Lognormal Distribution The tests discussed here are specifically based on the assumption that the data follow an approximately normal disribution. If your data follow an approximately lognormal distribution, you can transform the data to normality by taking the logarithms of the data and then applying the outlier tests discussed here. Further Information Iglewicz and Hoaglin provide an extensive discussion of the outlier tests given above (as well as some not given above) and also give a good tutorial on the subject of outliers. Barnett and Lewis provide a book length treatment of the subject.

In addition to discussing additional tests for data that follow an approximately normal distribution, these sources also discuss the case where the data are not normally distributed.

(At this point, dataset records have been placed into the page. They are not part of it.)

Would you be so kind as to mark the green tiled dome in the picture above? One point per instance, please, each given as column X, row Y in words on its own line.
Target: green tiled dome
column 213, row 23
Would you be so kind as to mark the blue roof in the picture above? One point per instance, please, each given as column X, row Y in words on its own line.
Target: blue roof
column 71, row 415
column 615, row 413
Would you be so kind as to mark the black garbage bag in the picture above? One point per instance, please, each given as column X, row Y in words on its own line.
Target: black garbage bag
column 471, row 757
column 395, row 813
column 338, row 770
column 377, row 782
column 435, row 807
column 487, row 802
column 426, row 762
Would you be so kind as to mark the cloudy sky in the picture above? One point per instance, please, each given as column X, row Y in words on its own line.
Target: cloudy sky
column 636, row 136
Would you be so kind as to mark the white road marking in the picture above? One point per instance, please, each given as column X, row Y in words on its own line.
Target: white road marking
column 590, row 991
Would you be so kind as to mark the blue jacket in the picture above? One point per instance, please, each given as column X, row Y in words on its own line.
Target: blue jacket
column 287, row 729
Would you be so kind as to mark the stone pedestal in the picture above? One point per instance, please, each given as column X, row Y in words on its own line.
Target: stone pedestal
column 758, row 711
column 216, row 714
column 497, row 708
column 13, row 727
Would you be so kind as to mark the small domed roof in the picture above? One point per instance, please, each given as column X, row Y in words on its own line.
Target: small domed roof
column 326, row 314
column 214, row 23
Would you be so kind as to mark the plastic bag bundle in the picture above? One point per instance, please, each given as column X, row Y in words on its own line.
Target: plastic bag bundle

1.3.5.17. Detection of Outliers (2024)
Top Articles
Quantum Computers in 2023: Where They Are Now and What's Next
What is a money market fund and how do they work? | Vanguard
Fighter Torso Ornament Kit
Food King El Paso Ads
Instructional Resources
No Limit Telegram Channel
Limp Home Mode Maximum Derate
Ross Dress For Less Hiring Near Me
Sportsman Warehouse Cda
What's New on Hulu in October 2023
Stream UFC Videos on Watch ESPN - ESPN
LA Times Studios Partners With ABC News on Randall Emmett Doc Amid #Scandoval Controversy
Large storage units
Synq3 Reviews
Nonuclub
Breakroom Bw
How Much Is Tj Maxx Starting Pay
Dallas’ 10 Best Dressed Women Turn Out for Crystal Charity Ball Event at Neiman Marcus
Top tips for getting around Buenos Aires
24 Hour Walmart Detroit Mi
Moonshiner Tyler Wood Net Worth
Satisfactory: How to Make Efficient Factories (Tips, Tricks, & Strategies)
zom 100 mangadex - WebNovel
8005607994
Loslaten met de Sedona methode
Aliciabibs
Amerisourcebergen Thoughtspot 2023
Dove Cremation Services Topeka Ks
Bleacher Report Philadelphia Flyers
Maths Open Ref
Guide to Cost-Benefit Analysis of Investment Projects Economic appraisal tool for Cohesion Policy 2014-2020
Inmate Search Disclaimer – Sheriff
Ravens 24X7 Forum
The value of R in SI units is _____?
Ourhotwifes
Strange World Showtimes Near Atlas Cinemas Great Lakes Stadium 16
Help with your flower delivery - Don's Florist & Gift Inc.
Cl Bellingham
Myfxbook Historical Data
Dying Light Nexus
Albertville Memorial Funeral Home Obituaries
Sukihana Backshots
Luciane Buchanan Bio, Wiki, Age, Husband, Net Worth, Actress
Juiced Banned Ad
[Teen Titans] Starfire In Heat - Chapter 1 - Umbrelloid - Teen Titans
Timothy Warren Cobb Obituary
Willkommen an der Uni Würzburg | WueStart
Contico Tuff Box Replacement Locks
New Starfield Deep-Dive Reveals How Shattered Space DLC Will Finally Fix The Game's Biggest Combat Flaw
Theater X Orange Heights Florida
Slug Menace Rs3
Model Center Jasmin
Latest Posts
Article information

Author: Pres. Lawanda Wiegand

Last Updated:

Views: 5732

Rating: 4 / 5 (51 voted)

Reviews: 90% of readers found this page helpful

Author information

Name: Pres. Lawanda Wiegand

Birthday: 1993-01-10

Address: Suite 391 6963 Ullrich Shore, Bellefort, WI 01350-7893

Phone: +6806610432415

Job: Dynamic Manufacturing Assistant

Hobby: amateur radio, Taekwondo, Wood carving, Parkour, Skateboarding, Running, Rafting

Introduction: My name is Pres. Lawanda Wiegand, I am a inquisitive, helpful, glamorous, cheerful, open, clever, innocent person who loves writing and wants to share my knowledge and understanding with you.